I remember when it was, when it seemed like most things just worked, even though they didn't look pretty.
I remember spending hours moving around jumpers to set DMA and IRQ. Only to find out that the only free IRQ was #9 and bloody Packard Bells sometimes didn't have a frikkin' 9 because that batch of boards was $2 cheaper that month...
I remember when it wasn't pretty and it took ridiculous efforts to make it work even a little. Now I mostly jam a USB thing in the side and it goes. There has been much improvement.
I'm actually a little psyched by it all. This just happens to be a really hard problem that arrived at humanity's doorstep before we were really evolved enough to make much of it. It might mean we're ahead of the game, and it almost certainly means that the best is still yet to come.
I was thinking about this last night, the evolution problem - whether the only effective strategy would be to synthetically reintroduce tribal-era scarcity so we could all find our balance again, or would moving to a genuine post-scarcity world be something humankind could handle, or do we need to find some way to hack our minds to accept this new availability model in the same way that alcohol or cocaine short-circuit our reward pathways?
w.r.t. OP, should lines of code be restricted to manageable amounts by some kind of international regulatory fiat, or can they just abstract the problem away into utterly comprehensive libraries of functions, or do coders just need to man up and take it?
I think maybe we just need to grow into it. This takes time, and probably generations.
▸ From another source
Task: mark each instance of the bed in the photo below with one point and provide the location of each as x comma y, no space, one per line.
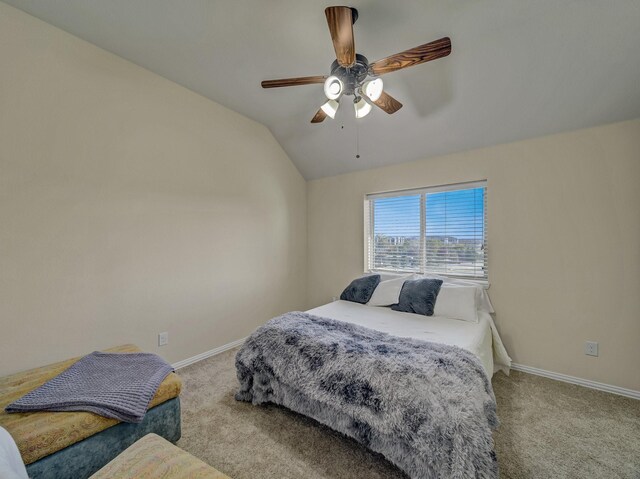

The first generation that has truly never been without a globally interconnected computer as part of their life is about to come of age. Lets see what they can do.
There was a time when there were no humans who knew how to drive a car.
Yeah and at that time say there were dudes running around on the rigging of big 4-mast galleons like it was no big deal, and if you dropped one of them on a busy road they would be as horrified as I would be if someone dropped me in their place and told me to splice the mainbrace or whatever...
Which software was it exactly that was so great and just worked? MS-DOS? Windows 3.1? Windows Me? Some specifics would be nice, because across the board it seems everything is MUCH better now. It used to be that you would buy a computer game and 75% of the time it would not work out of the box.